I was going through a problem in Geoffrey Grimmett and David Stirzaker's book (Probability and Random Processes). The problem is as follows:
If $f$ and $g$ are probability density functions, then prove that for $ 0 \leq \lambda \leq 1$ the function $\lambda f + (1-\lambda)g$ is a density function. Is the product $fg$ a density function as well?
It is straightforward to prove $\lambda f + (1-\lambda)g$ is a density function. For the second question as well, one can construct trivial functions for $f$ and $g$ as $f(x)=g(x)=1$ for $ 0 \leq x \leq 1$.

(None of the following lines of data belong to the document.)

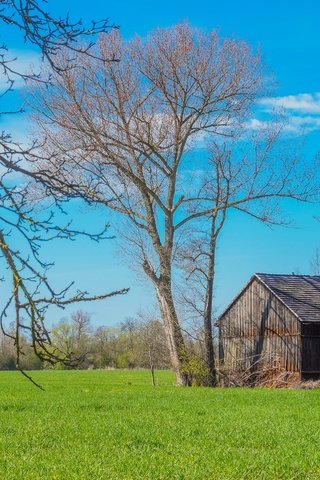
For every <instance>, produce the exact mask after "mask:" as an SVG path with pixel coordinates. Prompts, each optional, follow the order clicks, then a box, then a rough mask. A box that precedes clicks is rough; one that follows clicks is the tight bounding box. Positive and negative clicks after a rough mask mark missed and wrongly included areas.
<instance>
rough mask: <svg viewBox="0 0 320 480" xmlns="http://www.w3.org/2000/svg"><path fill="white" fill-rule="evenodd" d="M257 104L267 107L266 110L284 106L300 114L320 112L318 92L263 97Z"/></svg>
mask: <svg viewBox="0 0 320 480" xmlns="http://www.w3.org/2000/svg"><path fill="white" fill-rule="evenodd" d="M259 104H260V105H262V106H264V107H267V108H266V109H267V111H269V110H270V109H272V108H284V109H285V110H291V111H293V112H297V113H300V114H320V92H316V93H299V94H297V95H287V96H284V97H270V98H263V99H261V100H260V102H259Z"/></svg>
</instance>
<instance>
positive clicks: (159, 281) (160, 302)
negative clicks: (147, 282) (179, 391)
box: [156, 280, 191, 386]
mask: <svg viewBox="0 0 320 480" xmlns="http://www.w3.org/2000/svg"><path fill="white" fill-rule="evenodd" d="M156 292H157V299H158V302H159V308H160V312H161V316H162V319H163V322H164V327H165V332H166V337H167V344H168V347H169V353H170V359H171V364H172V367H173V369H174V371H175V373H176V384H177V385H181V386H190V385H191V378H190V375H189V373H188V372H187V360H188V358H187V350H186V346H185V342H184V339H183V336H182V332H181V328H180V324H179V320H178V316H177V313H176V310H175V306H174V301H173V297H172V291H171V285H170V282H169V281H162V280H160V281H159V282H158V284H157V286H156Z"/></svg>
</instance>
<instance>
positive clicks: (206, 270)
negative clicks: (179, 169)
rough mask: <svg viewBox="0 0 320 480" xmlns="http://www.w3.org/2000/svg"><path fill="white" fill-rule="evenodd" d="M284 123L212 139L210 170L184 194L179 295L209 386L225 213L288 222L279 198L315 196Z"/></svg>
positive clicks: (210, 371) (283, 224) (264, 221)
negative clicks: (192, 314) (221, 246)
mask: <svg viewBox="0 0 320 480" xmlns="http://www.w3.org/2000/svg"><path fill="white" fill-rule="evenodd" d="M283 127H284V123H283V122H279V121H277V122H274V123H273V124H268V125H266V126H265V127H264V128H261V129H259V131H257V132H251V133H250V132H246V131H244V130H245V126H244V127H243V128H240V130H239V131H238V132H237V135H234V136H233V138H232V139H226V140H223V141H221V140H218V141H217V140H214V139H213V140H211V142H210V144H208V162H209V165H211V169H210V170H206V171H205V172H204V174H203V176H202V177H201V178H200V179H199V181H198V190H197V191H196V186H195V191H196V194H195V196H194V197H193V198H189V199H187V201H188V202H189V205H190V208H191V210H192V216H193V218H194V221H193V223H192V228H191V229H189V231H188V235H186V236H185V240H184V245H183V246H182V247H181V248H180V251H179V261H180V267H181V268H182V269H183V271H184V272H185V273H186V278H185V279H186V285H185V287H184V289H183V291H182V297H183V301H184V303H185V305H187V306H188V307H189V311H192V312H193V314H194V315H195V316H196V317H197V318H202V320H203V337H204V338H203V341H204V356H205V361H206V365H207V368H208V376H207V378H206V379H205V382H206V384H207V385H210V386H213V385H215V383H216V373H215V370H216V368H215V352H214V341H213V326H212V317H213V299H214V280H215V261H216V250H217V242H218V239H219V236H220V234H221V232H222V230H223V228H224V225H225V222H226V220H227V216H228V213H229V212H230V211H231V210H235V211H238V212H241V213H244V214H246V215H250V216H251V217H253V218H254V219H256V220H258V221H260V222H263V223H265V224H267V225H268V226H274V225H283V226H284V225H285V226H287V225H288V224H289V222H290V220H289V219H288V218H287V216H286V214H285V211H284V210H283V208H281V202H282V201H283V200H284V199H291V200H298V201H303V202H307V201H309V202H310V201H318V200H319V185H320V184H319V178H318V175H317V173H316V172H317V170H318V168H317V165H316V163H315V162H314V160H313V159H311V161H308V162H304V159H303V155H302V151H301V149H300V148H298V145H297V142H296V141H295V142H294V143H293V144H292V141H290V140H289V139H286V138H281V135H282V133H283ZM183 222H184V221H183V220H182V221H181V222H180V225H181V224H182V223H183ZM178 226H179V224H178Z"/></svg>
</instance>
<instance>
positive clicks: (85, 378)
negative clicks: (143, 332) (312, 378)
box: [0, 371, 320, 480]
mask: <svg viewBox="0 0 320 480" xmlns="http://www.w3.org/2000/svg"><path fill="white" fill-rule="evenodd" d="M156 375H157V380H158V386H157V387H156V388H153V387H152V386H151V385H150V378H149V374H148V372H145V371H138V372H126V371H84V372H81V371H60V372H58V371H56V372H55V371H52V372H51V371H50V372H34V374H33V376H34V378H35V379H36V380H38V381H40V382H41V384H42V385H43V386H44V387H45V388H46V391H45V392H42V391H40V390H38V389H36V388H35V387H34V386H33V385H31V383H29V382H28V381H27V380H26V379H24V378H23V377H22V376H21V374H19V373H18V372H0V479H1V480H20V479H21V480H29V479H37V480H53V479H59V480H71V479H83V480H97V479H99V480H113V479H155V480H158V479H168V480H174V479H177V480H178V479H179V480H183V479H192V480H193V479H197V480H205V479H208V480H209V479H210V480H211V479H212V480H217V479H223V480H227V479H230V480H231V479H232V480H237V479H259V480H260V479H261V480H262V479H303V480H305V479H320V391H319V390H312V391H302V390H299V391H294V390H271V389H270V390H268V389H224V390H222V389H216V390H210V389H204V388H185V389H183V388H177V387H174V386H173V375H172V373H170V372H157V373H156Z"/></svg>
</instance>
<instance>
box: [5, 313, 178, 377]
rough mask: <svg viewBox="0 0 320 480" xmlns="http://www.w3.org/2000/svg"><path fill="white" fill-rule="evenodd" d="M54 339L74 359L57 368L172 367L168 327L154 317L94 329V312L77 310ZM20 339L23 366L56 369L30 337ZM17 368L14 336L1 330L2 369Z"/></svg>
mask: <svg viewBox="0 0 320 480" xmlns="http://www.w3.org/2000/svg"><path fill="white" fill-rule="evenodd" d="M7 333H9V334H10V329H9V331H8V332H7ZM12 333H13V332H12ZM12 337H14V335H12ZM51 340H52V344H53V345H54V346H55V348H57V349H59V351H60V352H62V353H63V354H65V355H66V356H67V357H68V358H71V359H72V360H73V361H72V366H70V367H66V366H65V365H63V364H62V363H58V364H56V365H55V366H54V368H56V369H65V368H78V369H89V368H93V369H97V368H151V369H152V368H160V369H163V368H170V358H169V352H168V348H167V344H166V338H165V332H164V328H163V325H162V323H161V322H160V321H158V320H154V319H148V320H138V319H133V318H128V319H126V320H125V321H124V322H122V323H121V324H120V326H118V327H107V326H102V327H98V328H94V327H93V326H92V324H91V318H90V315H89V314H88V313H86V312H83V311H77V312H75V313H74V314H72V315H71V317H70V319H63V320H61V321H60V322H59V323H58V324H57V325H55V326H54V327H53V328H52V330H51ZM20 341H21V342H22V343H23V344H24V345H23V351H24V355H23V357H22V358H21V362H20V363H21V367H22V368H23V369H25V370H37V369H46V368H53V367H52V366H51V365H50V364H49V363H43V362H41V361H40V360H39V358H38V357H37V356H36V355H35V353H34V352H33V349H32V346H31V343H30V341H29V339H28V338H27V337H23V338H22V339H21V340H20ZM15 369H16V351H15V347H14V338H10V336H7V335H6V336H5V335H3V333H0V370H15Z"/></svg>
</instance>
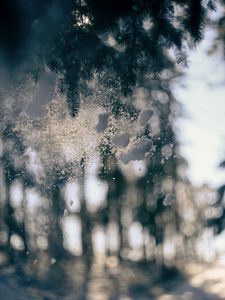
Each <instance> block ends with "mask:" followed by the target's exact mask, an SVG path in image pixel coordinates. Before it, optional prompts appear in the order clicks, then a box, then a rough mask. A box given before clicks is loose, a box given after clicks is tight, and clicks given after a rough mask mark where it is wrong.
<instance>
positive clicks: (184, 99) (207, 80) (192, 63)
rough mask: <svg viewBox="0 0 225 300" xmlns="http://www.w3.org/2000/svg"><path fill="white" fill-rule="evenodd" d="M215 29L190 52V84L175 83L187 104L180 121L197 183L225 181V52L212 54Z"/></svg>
mask: <svg viewBox="0 0 225 300" xmlns="http://www.w3.org/2000/svg"><path fill="white" fill-rule="evenodd" d="M213 36H214V32H213V31H212V30H211V31H208V32H207V35H206V38H205V40H204V41H203V42H202V43H201V44H200V45H199V46H198V47H197V49H195V50H193V51H192V52H191V53H190V55H189V68H188V69H187V71H186V74H187V77H186V78H185V79H184V82H183V83H184V84H185V85H186V87H182V86H175V95H176V96H177V98H178V99H179V101H180V102H181V103H182V104H183V106H184V111H185V113H186V115H187V118H183V119H182V120H180V121H179V123H178V128H179V131H180V132H179V137H180V141H181V143H182V146H181V151H182V154H183V155H184V157H185V158H186V159H187V160H188V163H189V169H188V176H189V178H190V180H191V181H192V183H193V184H195V185H201V184H203V183H208V184H210V185H211V186H213V187H218V186H220V185H221V184H224V183H225V170H222V169H220V168H218V165H219V163H220V162H221V161H222V160H225V125H224V122H225V59H224V58H223V53H222V51H221V53H216V54H213V55H211V56H208V55H207V53H206V49H209V48H210V47H209V46H210V45H212V40H213Z"/></svg>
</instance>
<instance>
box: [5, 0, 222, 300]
mask: <svg viewBox="0 0 225 300" xmlns="http://www.w3.org/2000/svg"><path fill="white" fill-rule="evenodd" d="M224 5H225V4H224V2H223V1H200V0H192V1H190V0H182V1H175V0H174V1H168V0H167V1H165V0H160V1H159V0H158V1H156V0H152V1H144V0H143V1H142V0H140V1H136V0H133V1H131V0H126V1H121V2H120V1H115V0H114V1H101V0H96V1H93V0H87V1H82V0H81V1H72V0H64V1H60V0H48V1H13V0H10V1H1V3H0V25H1V26H0V28H1V29H0V65H1V71H0V78H1V82H0V88H1V91H0V101H1V102H0V103H1V108H0V278H1V282H2V285H1V284H0V291H1V293H2V298H1V296H0V299H3V300H4V299H31V298H32V299H83V300H85V299H93V300H98V299H99V300H101V299H102V300H104V299H111V300H112V299H121V300H122V299H124V300H125V299H127V300H128V299H135V300H136V299H145V300H146V299H162V300H163V299H217V298H215V297H214V296H213V298H209V295H207V293H205V292H204V291H200V290H198V297H199V298H197V296H196V298H191V297H192V296H190V293H189V292H187V291H186V294H184V295H183V294H182V295H183V296H181V292H179V293H180V294H179V293H178V294H179V295H178V296H177V298H175V296H174V298H163V293H164V292H168V291H170V289H171V290H172V288H171V287H173V286H174V282H172V281H171V280H172V279H174V278H176V280H177V282H178V283H177V286H181V285H183V281H184V280H186V279H185V276H186V275H185V273H184V272H183V271H185V270H186V267H187V266H190V265H191V263H193V262H194V263H195V264H196V265H197V264H198V263H201V264H203V265H204V264H205V265H206V264H209V263H212V262H213V261H215V260H217V259H218V257H222V256H223V255H224V251H225V245H224V242H223V243H222V242H220V243H218V240H219V239H218V237H220V238H221V237H224V232H223V230H224V226H225V202H224V199H225V198H224V193H225V185H223V186H221V187H219V188H218V190H216V189H214V188H212V187H210V186H208V185H207V184H205V185H203V186H201V187H195V186H193V184H192V183H191V182H190V180H189V178H188V177H187V175H186V174H187V168H188V163H187V161H186V159H185V157H183V156H182V155H181V151H180V141H179V139H178V135H179V134H178V133H179V131H180V130H182V128H179V126H178V123H177V120H178V119H179V118H182V117H185V111H184V109H183V107H182V105H181V104H180V102H179V101H178V99H176V97H175V94H174V90H173V89H174V82H175V81H176V82H178V83H179V80H181V78H183V77H184V76H185V70H186V68H187V67H188V51H189V50H188V49H190V48H194V47H198V43H200V42H201V40H202V39H204V32H205V30H207V28H211V29H212V30H214V32H215V33H216V34H215V36H216V38H215V39H214V41H213V44H212V45H211V48H210V49H209V51H208V55H210V56H213V55H218V51H224V39H225V15H224ZM213 14H216V16H217V17H214V18H212V17H211V16H212V15H213ZM221 63H224V65H225V62H221ZM203 101H204V99H203ZM221 125H222V124H221ZM206 151H207V149H206ZM224 166H225V162H221V167H222V168H223V167H224ZM220 240H222V238H221V239H220ZM181 270H182V271H181ZM182 272H183V273H182ZM12 278H13V280H14V279H15V278H16V283H15V281H11V280H12ZM168 281H169V284H168ZM4 282H5V284H6V286H7V285H8V286H9V291H8V290H7V289H6V288H5V286H4ZM171 282H172V283H171ZM224 284H225V283H224ZM188 285H189V283H188ZM1 287H3V288H2V290H1ZM13 287H14V288H15V287H21V289H20V290H19V289H18V293H17V294H10V293H12V290H11V289H12V288H13ZM159 287H160V288H159ZM196 290H197V289H196ZM170 292H171V291H170ZM172 292H173V291H172ZM172 292H171V293H172ZM223 292H224V294H223ZM4 293H5V294H4ZM7 293H8V294H7ZM168 293H169V292H168ZM188 293H189V294H188ZM221 293H222V294H220V297H221V299H225V286H224V285H223V287H222V292H221ZM196 295H197V294H196ZM160 297H161V298H160ZM171 297H172V296H171ZM182 297H183V298H182ZM188 297H189V298H188ZM218 299H219V298H218Z"/></svg>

Are there any other non-trivial examples of a family or class of distributions for which one can find $\int_{-\infty}^{\infty} f(x)g(x) dx=1$?
Best Answer
Given any probability densities $f(x)$ and $g(x)$ with $f(x) g(x) > 0$ on a set of positive measure, and any constant $r > 0$, $r f(rx)$ and $r g(rx)$ are also probability densities, and $$\int_{\mathbb R} (r f(rx))(r g(rx))\ dx = r \int_{\mathbb R} f(x) g(x)\ dx$$ We can then choose $r$ so that this is $1$. That gives us two probability densities $r f(rx)$ and $r g(rx)$ whose product is a probability density.